The University of Pennsylvania has been awarded over $12.5 million to join a national research effort to make commercial buildings more energy efficient.
 
The Department of Energy Energy-Efficient Building Systems Design Hub is a $159 million, five-year federal and state-funded effort to develop building-integrated photovoltaic systems, advanced indoor air quality management and sensor networks that will optimize energy use inside buildings. Buildings account for nearly 40 percent of U.S. energy consumption and carbon emissions.
 
The energy hub, located at the Philadelphia Navy Yard Clean Energy campus in South Philadelphia, will bring together researchers from government and academic institutions including Penn State University, Carnegie Mellon University, Princeton University, Rutgers University and Virginia Tech.

Penn will have a leadership role in the new innovation hub.
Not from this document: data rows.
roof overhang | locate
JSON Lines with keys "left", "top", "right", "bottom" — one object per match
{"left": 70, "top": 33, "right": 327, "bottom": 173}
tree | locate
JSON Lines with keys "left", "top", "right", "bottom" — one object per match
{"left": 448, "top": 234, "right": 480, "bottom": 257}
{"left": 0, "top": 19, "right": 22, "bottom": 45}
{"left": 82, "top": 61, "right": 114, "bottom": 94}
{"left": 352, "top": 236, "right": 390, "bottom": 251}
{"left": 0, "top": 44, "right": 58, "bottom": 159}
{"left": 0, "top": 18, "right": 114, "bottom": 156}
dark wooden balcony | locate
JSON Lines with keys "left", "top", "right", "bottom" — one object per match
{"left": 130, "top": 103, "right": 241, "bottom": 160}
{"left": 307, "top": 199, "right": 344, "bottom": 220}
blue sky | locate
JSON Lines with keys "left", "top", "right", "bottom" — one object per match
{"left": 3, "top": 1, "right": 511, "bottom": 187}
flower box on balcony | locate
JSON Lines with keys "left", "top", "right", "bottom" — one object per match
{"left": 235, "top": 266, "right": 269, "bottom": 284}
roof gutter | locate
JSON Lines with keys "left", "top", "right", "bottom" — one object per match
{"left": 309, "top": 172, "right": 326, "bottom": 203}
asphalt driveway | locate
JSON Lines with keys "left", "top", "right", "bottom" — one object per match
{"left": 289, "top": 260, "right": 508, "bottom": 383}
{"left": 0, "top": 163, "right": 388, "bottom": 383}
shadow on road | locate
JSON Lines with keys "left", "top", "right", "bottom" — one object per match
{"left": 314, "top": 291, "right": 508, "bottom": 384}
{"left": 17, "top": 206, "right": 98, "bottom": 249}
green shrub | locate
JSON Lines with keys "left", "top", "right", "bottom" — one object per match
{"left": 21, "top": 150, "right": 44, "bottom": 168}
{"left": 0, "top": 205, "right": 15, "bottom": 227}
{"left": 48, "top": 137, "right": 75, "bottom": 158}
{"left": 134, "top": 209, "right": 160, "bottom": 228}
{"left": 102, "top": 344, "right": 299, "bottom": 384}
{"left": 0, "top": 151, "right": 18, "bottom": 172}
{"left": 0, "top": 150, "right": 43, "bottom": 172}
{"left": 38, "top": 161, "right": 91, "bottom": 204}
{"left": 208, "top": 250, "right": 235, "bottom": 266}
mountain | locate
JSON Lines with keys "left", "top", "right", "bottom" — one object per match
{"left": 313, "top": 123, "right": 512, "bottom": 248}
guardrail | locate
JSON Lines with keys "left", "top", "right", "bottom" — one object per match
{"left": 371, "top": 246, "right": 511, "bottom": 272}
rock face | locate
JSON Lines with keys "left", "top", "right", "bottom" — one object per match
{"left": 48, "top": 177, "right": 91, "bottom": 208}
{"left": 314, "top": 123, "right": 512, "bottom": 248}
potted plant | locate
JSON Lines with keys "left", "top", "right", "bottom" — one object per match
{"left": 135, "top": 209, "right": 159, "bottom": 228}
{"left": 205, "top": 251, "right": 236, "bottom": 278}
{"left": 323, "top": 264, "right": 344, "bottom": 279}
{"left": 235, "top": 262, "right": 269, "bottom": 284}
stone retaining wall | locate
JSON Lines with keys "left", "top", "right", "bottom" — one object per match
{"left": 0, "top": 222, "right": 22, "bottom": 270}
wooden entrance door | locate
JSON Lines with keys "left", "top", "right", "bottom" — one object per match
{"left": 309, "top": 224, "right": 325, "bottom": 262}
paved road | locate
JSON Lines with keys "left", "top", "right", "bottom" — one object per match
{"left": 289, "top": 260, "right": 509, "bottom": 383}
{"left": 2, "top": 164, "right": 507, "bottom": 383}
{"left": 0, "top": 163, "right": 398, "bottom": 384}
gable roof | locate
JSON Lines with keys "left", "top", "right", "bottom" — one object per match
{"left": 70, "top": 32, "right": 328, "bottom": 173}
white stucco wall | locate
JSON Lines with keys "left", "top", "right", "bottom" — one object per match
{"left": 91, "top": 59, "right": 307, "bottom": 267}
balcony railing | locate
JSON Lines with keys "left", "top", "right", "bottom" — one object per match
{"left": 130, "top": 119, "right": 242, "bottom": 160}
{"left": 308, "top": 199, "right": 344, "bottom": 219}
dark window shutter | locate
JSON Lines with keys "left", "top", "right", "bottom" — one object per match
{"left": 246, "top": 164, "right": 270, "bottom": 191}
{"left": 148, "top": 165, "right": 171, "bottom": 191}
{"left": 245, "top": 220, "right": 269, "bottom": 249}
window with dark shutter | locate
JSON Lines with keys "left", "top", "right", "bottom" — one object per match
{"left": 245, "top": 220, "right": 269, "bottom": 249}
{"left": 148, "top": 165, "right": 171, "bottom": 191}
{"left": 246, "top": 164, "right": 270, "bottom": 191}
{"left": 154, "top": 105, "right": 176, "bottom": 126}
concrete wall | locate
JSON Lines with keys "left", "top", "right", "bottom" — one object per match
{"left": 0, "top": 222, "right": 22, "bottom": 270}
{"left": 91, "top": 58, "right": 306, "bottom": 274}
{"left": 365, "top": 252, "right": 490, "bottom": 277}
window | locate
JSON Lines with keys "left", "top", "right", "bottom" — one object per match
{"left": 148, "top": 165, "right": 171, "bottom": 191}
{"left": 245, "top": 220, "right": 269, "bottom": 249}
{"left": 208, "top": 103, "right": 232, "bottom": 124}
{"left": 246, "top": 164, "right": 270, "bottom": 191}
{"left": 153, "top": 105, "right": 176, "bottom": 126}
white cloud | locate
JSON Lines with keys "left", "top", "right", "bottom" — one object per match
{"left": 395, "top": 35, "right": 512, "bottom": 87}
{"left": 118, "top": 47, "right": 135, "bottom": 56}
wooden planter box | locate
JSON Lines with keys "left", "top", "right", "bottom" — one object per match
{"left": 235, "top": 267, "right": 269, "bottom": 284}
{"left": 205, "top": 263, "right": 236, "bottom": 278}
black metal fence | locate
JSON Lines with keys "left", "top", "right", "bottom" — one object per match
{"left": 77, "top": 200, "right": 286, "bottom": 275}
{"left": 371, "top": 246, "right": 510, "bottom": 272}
Faculty from the School of Engineering and Applied Science, the School of Design’s T.C. Chan Center and Penn Institute for Urban Research, as well as the Initiative for Global Environmental Leadership at the Wharton School and the Wharton Small Business Development Center will conduct research both on the Penn campus and at the hub.

The area, comprised of over 200 buildings, operates on an independent electric micro-grid as a "virtual municipality," making it a perfect laboratory to test and validate the technologies developed by the program.
 
Researchers from across the Penn campus will collaborate on such advances as building glass that admits different amounts of light depending on the time of day and wall materials that absorb heat and humidity to lower cooling costs. Researchers also will help to develop the policies and incentives to encourage building occupants adopt these new tools. An interactive website will allow the public, and specifically building engineers, to follow the team’s progress.